Por: Adrián Zapata
La crisis sanitaria que vivimos, nosotros y el mundo entero, no puede ser enfrentada sin un gobierno fuerte, que ejerza el liderazgo que le corresponde en medio de una situación tan excepcional. Eso supone también que el Estado y la sociedad deben actuar de manera conjunta. La unidad nacional es una necesidad insoslayable. Afortunadamente, esta crisis no sucedió durante el gobierno de Jimmy Morales, ya me lo imagino culpando a Iván Velásquez y haciendo payasadas.
Lo anterior significa, en primer lugar, que el gobierno debe estar completamente cohesionado y actuando bajo las directrices del Presidente de la República. Que los gobiernos municipales y el central no pueden dejar de coordinarse. Que la sociedad civil y los empresarios tendrían que subordinar sus intereses particulares, sectoriales, para priorizar su respaldo a las decisiones y acciones del ejecutivo.

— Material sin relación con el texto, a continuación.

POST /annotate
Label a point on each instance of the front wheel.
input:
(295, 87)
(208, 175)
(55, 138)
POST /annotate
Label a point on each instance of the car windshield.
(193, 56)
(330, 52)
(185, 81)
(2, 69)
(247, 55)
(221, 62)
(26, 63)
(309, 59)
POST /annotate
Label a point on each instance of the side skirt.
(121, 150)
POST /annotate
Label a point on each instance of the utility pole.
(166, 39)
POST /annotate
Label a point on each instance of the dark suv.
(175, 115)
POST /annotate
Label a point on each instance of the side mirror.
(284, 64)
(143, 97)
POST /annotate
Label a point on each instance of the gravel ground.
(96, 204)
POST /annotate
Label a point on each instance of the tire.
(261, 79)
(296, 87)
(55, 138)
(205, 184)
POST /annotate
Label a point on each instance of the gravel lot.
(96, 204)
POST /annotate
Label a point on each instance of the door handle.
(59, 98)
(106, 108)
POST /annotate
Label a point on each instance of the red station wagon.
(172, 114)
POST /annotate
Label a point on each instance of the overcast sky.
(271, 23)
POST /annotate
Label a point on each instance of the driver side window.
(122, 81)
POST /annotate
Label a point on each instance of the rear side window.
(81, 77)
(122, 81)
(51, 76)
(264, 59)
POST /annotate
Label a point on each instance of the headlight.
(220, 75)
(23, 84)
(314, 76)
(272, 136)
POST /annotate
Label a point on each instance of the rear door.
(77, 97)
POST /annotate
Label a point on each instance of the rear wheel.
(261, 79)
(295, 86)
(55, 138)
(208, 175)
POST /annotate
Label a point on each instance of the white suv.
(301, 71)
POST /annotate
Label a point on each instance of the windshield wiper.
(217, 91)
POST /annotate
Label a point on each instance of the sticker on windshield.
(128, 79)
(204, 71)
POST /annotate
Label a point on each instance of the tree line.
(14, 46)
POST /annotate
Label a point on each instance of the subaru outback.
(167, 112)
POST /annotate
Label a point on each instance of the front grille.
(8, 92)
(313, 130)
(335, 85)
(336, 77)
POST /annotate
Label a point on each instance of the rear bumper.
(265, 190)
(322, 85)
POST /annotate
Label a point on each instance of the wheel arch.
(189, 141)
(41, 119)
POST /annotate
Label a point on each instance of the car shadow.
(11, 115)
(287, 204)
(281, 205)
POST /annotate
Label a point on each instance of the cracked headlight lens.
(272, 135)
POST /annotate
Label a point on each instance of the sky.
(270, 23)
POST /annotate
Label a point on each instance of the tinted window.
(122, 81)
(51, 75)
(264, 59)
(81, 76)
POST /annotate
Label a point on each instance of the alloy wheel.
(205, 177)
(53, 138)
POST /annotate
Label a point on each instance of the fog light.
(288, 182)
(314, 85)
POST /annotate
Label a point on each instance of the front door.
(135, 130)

En términos de la “sociedad política”, los partidos también están obligados a tener como su principal propósito en esta coyuntura poner por delante, en la realidad no en el discurso, la búsqueda del bien común y aceptar racionalmente el liderazgo presidencial. La conducta de la oposición debe ser positiva, aunque sin dejar de ser constructivamente crítica. Que los diputados fiscalicen es meritorio, pero que monten shows políticos para atacar a los funcionarios y así querer desgastar al gobierno sería patético.

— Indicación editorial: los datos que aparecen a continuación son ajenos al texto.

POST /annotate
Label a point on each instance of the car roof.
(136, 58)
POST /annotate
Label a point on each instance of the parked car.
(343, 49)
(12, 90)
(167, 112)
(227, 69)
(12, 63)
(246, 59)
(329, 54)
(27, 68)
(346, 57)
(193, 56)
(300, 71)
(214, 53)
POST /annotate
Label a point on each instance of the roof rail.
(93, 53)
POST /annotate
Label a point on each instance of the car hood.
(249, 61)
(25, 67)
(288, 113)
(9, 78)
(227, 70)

Pero lo anterior es una de las caras de la moneda. Hay otra, tan trascendental como la referida. Es la responsabilidad presidencial en el ejercicio de su liderazgo nacional. La transparencia se impone como un principio fundamental. También garantizar que sus funcionarios no aprovechen la crisis para ejecutar acciones de corrupción que en esta coyuntura serían más que ingratas. No debería utilizar su legitimidad para beneficiar a los sectores hegemónicos con quienes sin duda están sus simpatías e identidad ideológica. Mal haría en intentar descalificar y hasta reprimir las luchas sociales cubierto con la sombrilla del rol dirigente que le toca jugar. Debe limitar su propensión a la prepotencia que lo puede llevar a ejercer el poder alejándose de la democracia, recordando que ella no se elimina con un estado de excepción, aunque sin duda se limitan determinadas garantía. Confundir crítica con ataques es grave, decirle a sus ministros que irrespeten el rol fiscalizador de los diputados y que ignoren sus citaciones es ya una incipiente manifestación de vocación dictatorial.

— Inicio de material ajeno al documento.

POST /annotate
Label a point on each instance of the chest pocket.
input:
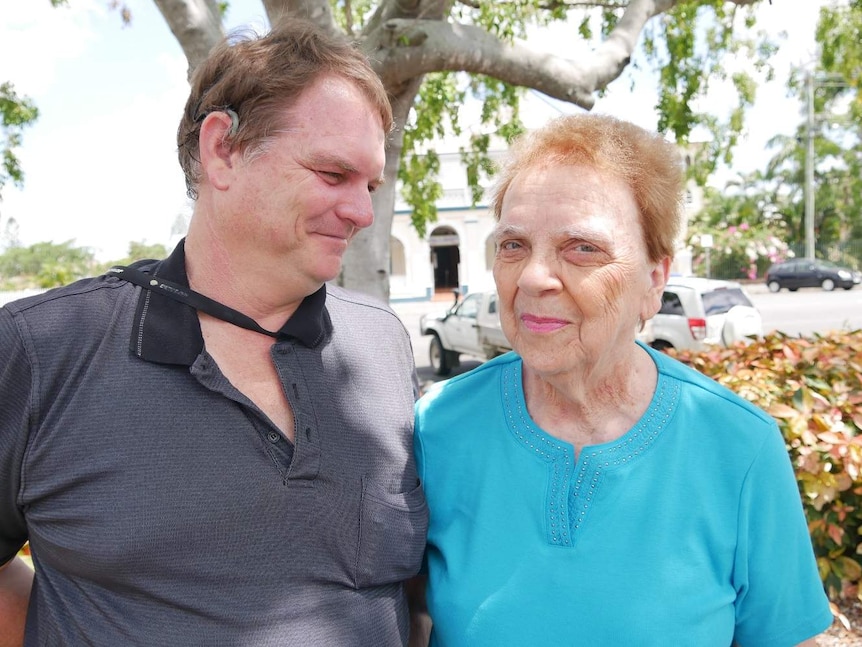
(392, 531)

La tentación a manipular al pueblo a partir del liderazgo que el país requiere y asumirse con un rol mesiánico es peligrosa.
Todo lo anterior lo apunto con el propósito de argumentar sobre la necesidad de hacer complementarios dos roles: el liderazgo fuerte presidencial que el país requiere en las actuales condiciones y la fiscalización decidida a la que debe estar sujeta el Ejecutivo.
Si se logra esa virtuosa complementariedad esta crisis podría darnos la oportunidad de salir con una institucionalidad fortalecida. Ya en todo el mundo el rol del Estado está más que legitimado, pero en Guatemala de poco nos sirve ese contexto tan valioso si aquél casi no existe.
Giammatte puede pasar a la historia como el Presidente que con un liderazgo vigoroso pudo fortalecer la institucionalidad del Estado o como aquel político que desperdició la oportunidad histórica de hacerlo.